Do you remember when I talked about scrapping my Maui pictures?
I still haven't done it. I can't bring myself to. Not that I don't want to but I enjoy looking through them and planning all the great layouts I'm going to do. Silly and sentimental though it may be I just can't scrap the second best thing that ever happened to me.
I might mess them up! lol
Do you remember me talking about where to draw the line between what I should share and what I shouldn't?
I'm going to share a bit about me that I probably shouldn't but it needs to be done. Not for my sake but for a friend.
About 18 years ago I was involved in a long term relationship. That was B.A.D. I really can't begin to describe how awful it was and I don't really want to. My friends couldn't stand the changes that had happened to me (I couldn't stand me either by the way), naturally, they disappeared. I was left feeling very much alone. So... around the time I turned 29 I decided to change things. It was a very slow and painful process undoing years of mainly self-inflicted damage. I completely lost track of people who I cared about. I just didn't have it in me to fix me and to fix broken relationships. It also didn't help, in hindsight, that at that age people are getting married, getting first jobs/promotions, having kids and everything else that happens in our 20's.
8 years later, I felt more or less myself had the degree that I wanted and the best that ever happened, happened. I married a sweetheart of a man who was willing to put up with me.
I'm not sure I should have wasted my time getting a physics degree.
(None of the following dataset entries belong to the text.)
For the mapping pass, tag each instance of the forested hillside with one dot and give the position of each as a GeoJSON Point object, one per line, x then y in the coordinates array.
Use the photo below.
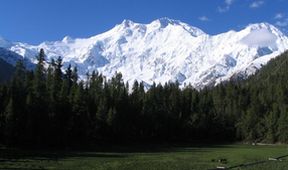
{"type": "Point", "coordinates": [50, 107]}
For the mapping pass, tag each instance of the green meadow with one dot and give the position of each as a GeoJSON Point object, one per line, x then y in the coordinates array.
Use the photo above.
{"type": "Point", "coordinates": [148, 158]}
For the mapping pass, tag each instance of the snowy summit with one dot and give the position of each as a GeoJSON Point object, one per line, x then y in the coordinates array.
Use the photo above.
{"type": "Point", "coordinates": [165, 50]}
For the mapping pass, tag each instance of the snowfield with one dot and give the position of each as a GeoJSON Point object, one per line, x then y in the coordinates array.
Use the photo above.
{"type": "Point", "coordinates": [165, 50]}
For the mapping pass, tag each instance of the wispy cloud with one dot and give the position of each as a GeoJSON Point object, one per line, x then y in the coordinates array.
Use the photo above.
{"type": "Point", "coordinates": [282, 23]}
{"type": "Point", "coordinates": [204, 18]}
{"type": "Point", "coordinates": [279, 16]}
{"type": "Point", "coordinates": [256, 4]}
{"type": "Point", "coordinates": [226, 7]}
I guess it was part of proving how smart I was to the world. I did however need to do something to improve my employability.
Now - there is a point to this after all - I know that some of you who read this are scrapgals. I also suspect that there was some kind of bad blood that happened last year. And I'm pretty sure that you know more about it than I do but, I remember a very happy woman in Kauai last summer. You all who know who you are should go read her blog.